= Abelardo Escobar Prieto =

Mexican politician (1938–2019)

Abelardo Escobar Prieto (19 January 1938 – 11 February 2019) was a Mexican politician and cabinet minister who served as Minister of Agrarian, Land, and Urban Development (then the Ministry of Agrarian Reform) from April 2006 to December 2012 under the administrations of presidents Vicente Fox and Felipe Calderón.

== Life ==
Escobar was born in Ciudad Juárez, Chihuahua and was a member of the National Action Party (PAN). During his extensive academic, professional and political career, he was Director General of his alma mater for three consecutive years until 1976.
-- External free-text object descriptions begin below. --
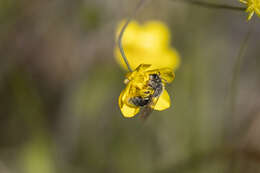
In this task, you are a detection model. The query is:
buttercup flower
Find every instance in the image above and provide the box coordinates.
[118,64,175,118]
[115,20,180,71]
[240,0,260,20]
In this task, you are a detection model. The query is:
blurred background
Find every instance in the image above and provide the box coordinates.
[0,0,260,172]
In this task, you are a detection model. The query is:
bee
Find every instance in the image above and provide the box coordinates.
[130,73,163,120]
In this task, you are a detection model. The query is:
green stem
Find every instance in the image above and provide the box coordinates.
[230,24,252,120]
[171,0,246,11]
[118,0,147,72]
[118,18,133,72]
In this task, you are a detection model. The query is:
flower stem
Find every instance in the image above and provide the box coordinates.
[118,18,133,72]
[170,0,246,11]
[224,22,253,144]
[229,24,252,122]
[118,0,147,72]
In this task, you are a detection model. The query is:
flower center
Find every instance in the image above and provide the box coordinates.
[130,74,163,107]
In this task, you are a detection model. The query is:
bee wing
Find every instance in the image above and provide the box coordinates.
[139,96,160,121]
[139,105,153,120]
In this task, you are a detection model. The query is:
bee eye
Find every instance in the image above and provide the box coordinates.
[150,74,159,80]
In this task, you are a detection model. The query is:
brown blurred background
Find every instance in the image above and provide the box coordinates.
[0,0,260,172]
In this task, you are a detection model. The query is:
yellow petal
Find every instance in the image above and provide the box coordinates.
[239,0,247,4]
[154,89,171,111]
[148,68,175,83]
[257,9,260,17]
[118,84,130,108]
[116,20,140,45]
[146,48,180,70]
[118,90,124,109]
[120,103,140,118]
[118,84,140,118]
[159,68,175,83]
[136,64,151,72]
[163,48,181,70]
[247,11,254,20]
[139,21,171,51]
[114,20,181,71]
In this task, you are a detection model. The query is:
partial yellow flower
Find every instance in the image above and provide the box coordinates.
[115,20,180,71]
[118,64,175,118]
[240,0,260,20]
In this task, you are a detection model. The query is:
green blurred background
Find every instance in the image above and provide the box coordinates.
[0,0,260,172]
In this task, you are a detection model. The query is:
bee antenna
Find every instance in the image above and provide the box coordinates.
[117,0,147,72]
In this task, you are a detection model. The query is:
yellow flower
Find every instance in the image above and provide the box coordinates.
[115,20,180,71]
[240,0,260,20]
[118,64,175,118]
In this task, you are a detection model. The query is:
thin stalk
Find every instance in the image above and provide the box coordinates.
[230,24,252,121]
[118,0,147,72]
[170,0,246,11]
[224,23,253,173]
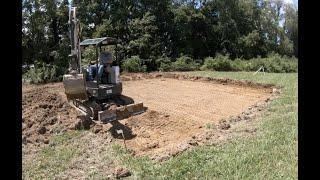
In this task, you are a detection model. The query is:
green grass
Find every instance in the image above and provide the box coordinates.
[22,131,84,180]
[113,71,298,179]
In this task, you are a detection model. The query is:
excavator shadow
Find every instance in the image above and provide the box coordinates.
[108,121,136,140]
[104,95,147,140]
[74,115,137,140]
He served as ESAHE representative of the Constituent Assembly of the Mexican
Association of Agricultural Higher Education, which he directed in 1976.

He was Secretary of the Municipality of Juárez, and Federal Delegate of Proportional Representation of the 2nd Circumscription in the 58th Session, where he formed part of the Budget and Public Account, Finance and Public Credit, and Rural Development Commissions, of which he was secretary, and also, for a few months, of the Special Livestock Commission.

At the end of his period as delegate, he was appointed Director in Chief of the National Agrarian Register.

On April 24, 2006, President Vicente Fox appointed Abelardo Escobar Prieto Agrarian Reform Secretary.

On February 11, 2019 Escobar Prieto died in Ciudad Juárez, Chihuahua, México of kidney failure.